De rechtbank oordeelt dat een toerekening naar redelijkheid dient te worden toegepast waarbij het antwoord op de vraag aan welke gebeurtenis of gebeurtenissen de schade dient te worden toegerekend afhangt van diverse factoren en omstandigheden van het geval. Daarbij in aanmerking nemend dat door de positieve bestemming van het vogelasiel op zijn minst een risico voor de pluimveehouder is geschapen en dat risico heeft zich gerealiseerd.
Het college gaat in hoger beroep. Ook beslist het college, naar aanleiding van de uitspraak van de rechtbank opnieuw op het bezwaarschrift en kent een tegemoetkoming toe van € 81,720,00.
De Afdeling verklaart het hoger beroep gegrond en vernietigt de uitspraak van de rechtbank.
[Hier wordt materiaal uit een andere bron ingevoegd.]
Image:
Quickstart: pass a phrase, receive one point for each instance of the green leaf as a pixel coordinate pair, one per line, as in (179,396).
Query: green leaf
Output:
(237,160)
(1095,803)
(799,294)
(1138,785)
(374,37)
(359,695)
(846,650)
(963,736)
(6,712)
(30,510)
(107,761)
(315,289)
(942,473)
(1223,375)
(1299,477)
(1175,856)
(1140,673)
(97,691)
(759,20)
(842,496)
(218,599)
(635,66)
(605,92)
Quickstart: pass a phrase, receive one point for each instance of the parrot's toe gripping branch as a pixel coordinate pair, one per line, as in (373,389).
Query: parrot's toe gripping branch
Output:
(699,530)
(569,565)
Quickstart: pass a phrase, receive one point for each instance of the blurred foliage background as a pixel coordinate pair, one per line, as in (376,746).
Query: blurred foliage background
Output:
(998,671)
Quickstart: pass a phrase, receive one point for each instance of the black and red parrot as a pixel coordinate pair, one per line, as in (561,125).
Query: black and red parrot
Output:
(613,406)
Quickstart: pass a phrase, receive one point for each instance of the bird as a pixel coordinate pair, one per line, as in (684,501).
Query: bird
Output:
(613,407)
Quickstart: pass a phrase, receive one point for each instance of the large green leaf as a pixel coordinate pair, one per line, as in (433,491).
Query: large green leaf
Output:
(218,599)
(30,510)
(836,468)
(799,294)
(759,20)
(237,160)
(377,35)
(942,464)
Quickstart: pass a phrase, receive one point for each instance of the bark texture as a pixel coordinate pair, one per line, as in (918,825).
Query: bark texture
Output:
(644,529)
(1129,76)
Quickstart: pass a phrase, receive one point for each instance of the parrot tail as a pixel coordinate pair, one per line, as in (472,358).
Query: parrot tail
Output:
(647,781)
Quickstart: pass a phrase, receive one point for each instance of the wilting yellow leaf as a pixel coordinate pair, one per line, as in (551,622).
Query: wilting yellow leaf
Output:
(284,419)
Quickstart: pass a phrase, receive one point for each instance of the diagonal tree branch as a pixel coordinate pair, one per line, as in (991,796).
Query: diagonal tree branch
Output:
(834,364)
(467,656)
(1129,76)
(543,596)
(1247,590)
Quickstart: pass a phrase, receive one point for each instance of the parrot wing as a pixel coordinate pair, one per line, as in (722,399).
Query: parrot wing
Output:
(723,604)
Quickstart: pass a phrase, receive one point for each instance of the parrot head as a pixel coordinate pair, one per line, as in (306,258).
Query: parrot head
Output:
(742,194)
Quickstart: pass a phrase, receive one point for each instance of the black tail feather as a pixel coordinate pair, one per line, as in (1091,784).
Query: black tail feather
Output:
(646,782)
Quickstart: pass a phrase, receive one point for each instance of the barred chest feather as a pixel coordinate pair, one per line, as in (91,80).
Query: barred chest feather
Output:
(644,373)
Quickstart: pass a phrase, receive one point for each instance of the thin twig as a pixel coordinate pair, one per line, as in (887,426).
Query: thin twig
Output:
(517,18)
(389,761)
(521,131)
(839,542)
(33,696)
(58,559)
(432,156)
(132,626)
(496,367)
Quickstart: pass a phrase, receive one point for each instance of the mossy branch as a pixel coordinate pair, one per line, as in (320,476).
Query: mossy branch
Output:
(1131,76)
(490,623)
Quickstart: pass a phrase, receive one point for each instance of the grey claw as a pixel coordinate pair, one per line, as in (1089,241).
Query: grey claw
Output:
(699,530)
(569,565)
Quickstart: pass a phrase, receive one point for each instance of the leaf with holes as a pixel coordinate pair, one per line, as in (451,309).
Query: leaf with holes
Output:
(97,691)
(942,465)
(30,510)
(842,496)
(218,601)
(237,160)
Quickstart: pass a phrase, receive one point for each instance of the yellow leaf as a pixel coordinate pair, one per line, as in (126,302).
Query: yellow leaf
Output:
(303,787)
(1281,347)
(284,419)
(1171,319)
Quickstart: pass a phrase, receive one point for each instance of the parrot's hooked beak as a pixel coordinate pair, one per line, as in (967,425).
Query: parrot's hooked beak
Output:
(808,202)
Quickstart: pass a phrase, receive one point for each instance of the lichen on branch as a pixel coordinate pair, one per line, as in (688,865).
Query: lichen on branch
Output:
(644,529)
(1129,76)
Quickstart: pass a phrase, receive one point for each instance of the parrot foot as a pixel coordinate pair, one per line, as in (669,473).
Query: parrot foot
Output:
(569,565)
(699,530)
De Afdeling verwijst naar de overzichtsuitspraak van 6 augustus 2025 (ECLI:NL: RVS:2025:3690) waarin is overwogen dat bij de beoordeling of sprake is van een nadeliger situatie slechts ruimtelijke gevolgen relevant zijn. Dat gaat het alleen om te verwachten objectieve gevolgen van het nieuwe planologische regime.
Zo wordt in een planologische vergelijking slechts rekening gehouden met zorgen over gezondheidsrisico’s als gevolg van een planologische maatregel, als voor die zorgen aanwijzingen zijn te vinden in wetenschappelijke informatie die op de peildatum beschikbaar is.
De pluimveehouder heeft in 2018 beroep ingesteld tegen de vaststelling van het plan. De Afdeling heeft in de bovenbedoelde uitspraak van 20 maart 2019 overwogen dat de raad voor vaststelling van het plan heeft laten onderzoeken of en zo ja, welk risico het vogelasiel met zich mee zou brengen voor het pluimveebedrijf. Uit dat onderzoek is gebleken dat de aanwezigheid van het vogelasiel op zichzelf geen risico inhield. Er was, aldus de raad geen sprake van een onaanvaardbaar risico of onaanvaardbare aantasting van de belangen van het bedrijf. Dat het vogelasiel mogelijk op slechts 100 meter van het bedrijf herstelde vogels uitzet maakt dit niet anders omdat dat een feitelijke handeling is en geen ten tijde van de inwerkingtreding van het plan te verwachten objectief gevolg is.
De Afdeling concludeert dat de pluimveehouder door de inwerkingtreding van het bestemmingsplan niet in een nadeliger planologische situatie is komen te verkeren. De pluimveehouder komt niet in aanmerking voor een tegemoetkoming.
Uit deze uitspraak blijkt dat de Afdeling strikt vasthoudt aan de lijn uit de overzichtsuitspraak. Slechts objectief te verwachten gevolgen van het nieuwe planologische regime zijn van belang.
De welhaast privaatrechtelijke benadering van de rechtbank waarbij rekening wordt gehouden met aspecten als toerekening naar redelijkheid en alternatieve causaliteit hoort volgens de Afdeling blijkbaar niet thuis in het bestuursrechtelijke schadevergoedingsrecht, dan wel is die benadering slechts toegestaan als eerst vaststaat dat er sprake is van objectief te verwachten nadelige gevolgen van het nieuwe planologische regime.